While nobody with another choice watched this Sunday’s game between the Bengals and the Titans, there is one thing that might have made it compelling, but ultimately didn’t. I speak of course of Pacman “Adam” Jones’ return to Tennessee as a member of the Bengals. Regrettably, our man Pacman was deactivated, but I wrote up this thing about him anyway, so there you go.
Now, you’re probably wondering what the guy who got arrested more times than you can count on one hand has to be upset about. But you don’t know Pacman. Pacman sat down with the Tennessean’s Jim Wyatt and said “I have come to peace with Tennessee. I don’t even think about Tennessee anymore.”
Methinks the Pacman doth protest too much. Besides he’s got all kinds of good reasons to vengeful. Well, maybe not good. But if he’s looking for reasons to get extra pumped for this game, we’ve got a few.
- He had to get a new championship belt made.
- They never would let him go to the Thanksgiving night StripAThon that he loved so, so much.
- He’s going to be really disappointed when he finds out there’s no such thing as Bengals Nation.
- They never responded to his nice letter.
- Tennessee was the place where he learned the hard way that you never mix business with new friends.
- You make one small mistake, and all of a sudden you have to auction off your Cadillac with custom Pac-Man embroidery on the headrests.
- There was that game of bowling where some guy threatened to stab him and it was actually totally not Pacman’s fault at all, but it still made him look bad.
- It seems like the only person who was concerned about Pacman’s wellbeing was drug dealer Darryl Moore. “We gotta slow down, man. We gotta get him focused on football, man. He’s focused on too much other s****,” Moore said in wiretapped phone conversations, adding, “Fisher gotta win. Fisher trying to win…He ain’t putting up with that s***.”

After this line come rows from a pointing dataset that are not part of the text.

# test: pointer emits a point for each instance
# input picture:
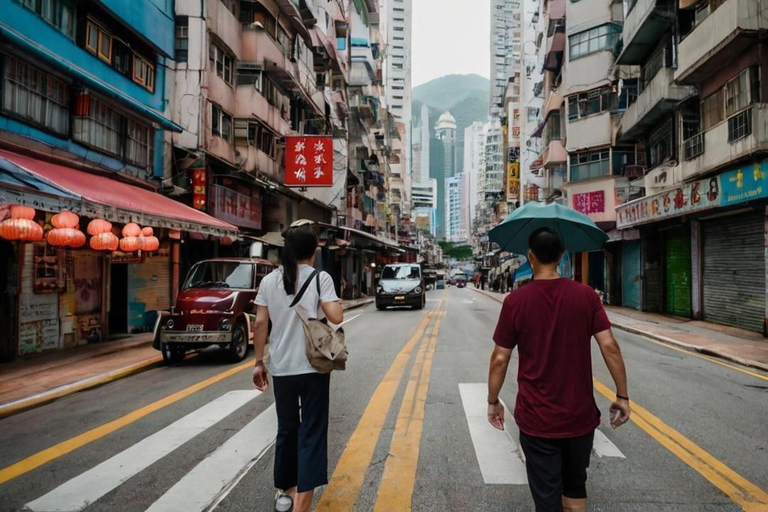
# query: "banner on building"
(309, 161)
(513, 181)
(733, 187)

- Nobody on Tennessee respected when he called “dibs” on all of Eric Moulds’ locker goodies.
- This picture of Pacman in a Home Depot apron and a Bengals snapback probably doesn’t have anything to do with his getting revenge this week. But… would you rather I didn’t include this picture of Pacman in a Home Depot apron and a Bengals snapback?

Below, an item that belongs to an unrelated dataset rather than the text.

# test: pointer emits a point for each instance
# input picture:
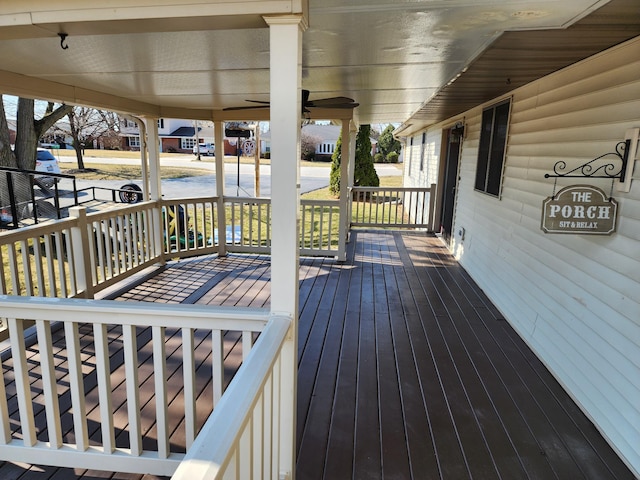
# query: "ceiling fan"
(333, 102)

- Albert Haynesworth (!) questioned his dedication to the team, noting that Jones had, “been more in prison than he’s been on the practice field.”
- His time in Tennessee led everyone to assume he had missed the first weeks of this season with a suspension of some kind when it really was neck surgery.
- He looks good in this Pac-Man chain, no matter what that jealous bastard Rob Bironas says.
- They betrayed the greatest man ever in Pacman’s life—Jeff Fisher. “I don’t have any regrets, no regrets. But there ain’t nothing working out in Tennessee; they done got rid of one of the best coaches in the NFL. I loved Fisher. He was good to me.”
- He set an example for children in the area by demonstrating the wisdom of the old wives’ tale that if you make it rain to the tune of $40,000 in singles (fun fact: stacked one on top of another, that much money would be 14 feet, four inches tall) and get involved in strip club shootings you’ll have to go to Canada.